“Yeah, he’s dead as a doornail.”
Lucinda Fontaine gave her partner a droll stare as they stood across from a body that was pinned to a garage door by a giant spike through his chest. “You’re not funny.”
Sam Lopez grinned. “Sure, I am, cher. You just can’t appreciate it.”
Their lieutenant glared at both of them. “And I need both of you to be serious right now. We got reporters showing up, all over the place. Last thing I need or want is for any of them to start saying that Orleans Parish’s finest is treating this matter with anything less than all due respect. You hear me?”
“Yes, sir,” they snapped in unison.
“Good. Now get your gear on and don’t be contaminating my crime scene or compromising my evidence.”
Lucinda pulled a pair of latex gloves out of the roll she kept clipped to her belt loop. She’d already put the plastic protectors on the bottom of her shoes. Something she’d learned to do as a rookie, since the last thing anyone wanted to do was track contaminates or evidence back into their car or home to their loved ones.
Covering her hair and face, she quickly set about examining the garage while the coroner and others did their job.
Sam stepped carefully around the broken glass on the ground so as not to slice through his shoe coverings. “Who called it in?”
“His wife. A uni is taking her statement inside.” Lucinda sighed. “Apparently, she came home from work to find him like this.”
“Alone?”
“It’s what she said.”
Sam frowned. “You believe her?”
Lucinda shrugged as she glanced up at the heavy-set man hanging from what appeared to be a piece of the garage door track that had somehow broken off and pierced him straight through his heart. “I don’t think a four foot ten, ninety-pound Cajun woman could do that to him.
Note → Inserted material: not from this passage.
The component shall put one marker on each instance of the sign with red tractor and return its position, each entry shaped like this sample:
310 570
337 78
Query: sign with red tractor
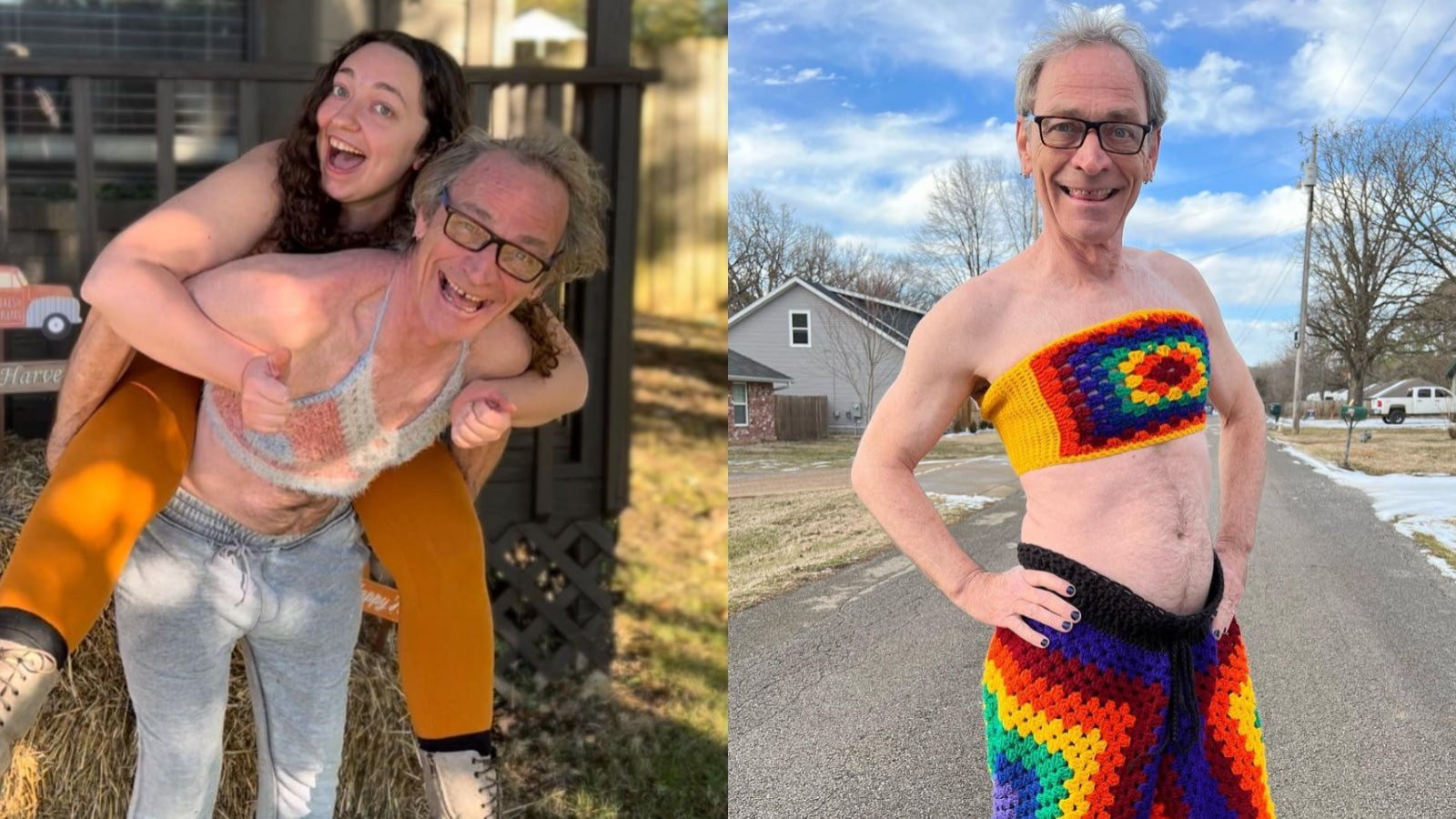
50 308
She couldn’t even reach that high standing on a ladder.”
“Yeah, you got a point.”
“And you call yourself a detective.” Lucinda adjusted her mask as she leaned over to pick up a piece of crumpled paper. Straightening it out, it appeared to be a bill of some kind.
Sam came over. At five-six, he was almost even to her height. But in her tall rocker Sketchers, she had an inch on him. “What’d you find?”
“Credit card statement. Looks like he’s been spending a lot of time at the casinos.”
“And hotels.” He pointed at the charges for the Hotel Monteleone.
“Fancy schmancy.”
“Yeah, look at the amount.”
He wasn’t wrong. Strange for a man who lived locally to be spending that kind of dough for a luxury suite in the Quarter.
Lucinda listened idly at the chatter around them as her lieutenant walked past them. “Hey, boss? What you doing?”
“There’s no need in keeping everyone on scene. This is an easy open-and-shut accident. I’m going to make a statement.”
They were just beginning to pull the man down from the wall when she and Sam headed inside to find the man’s widow sitting on the couch.
Visibly shaken, the tiny woman sat with swollen eyes.
“I just can’t believe this happened. I can’t believe he’s gone.”
“Mrs. Marchand? Were you aware of your husband’s gambling?” Lucinda wasn’t sure why she felt the need to ask that when her boss had already closed the matter.
The tiny woman nodded. “Tony couldn’t help himself. I knew it when I married him. It’s how we met, in fact. I was a dealer at Harrod’s.” She looked up with a wistful smile. “What can I say? We both always liked to play the odds.”
The doorbell rang.
“If you’ll excuse me, that’s probably my friend come to see if I’m all right.”
Lucinda nodded.
Mrs. Marchand got up and walked off. The moment she did, the color faded from Sam’s face.
“What’s wrong?”
He glanced toward the door, then reached down into something that was partially buried in the woman’s pocketbook and pulled it out. “I might be crazy, after all, this is New Orleans. But really, what are the odds of this?”
In his hand, he held a voodoo doll that was dressed identically to the victim with a spike through its chest that held a note that read— I-O-U.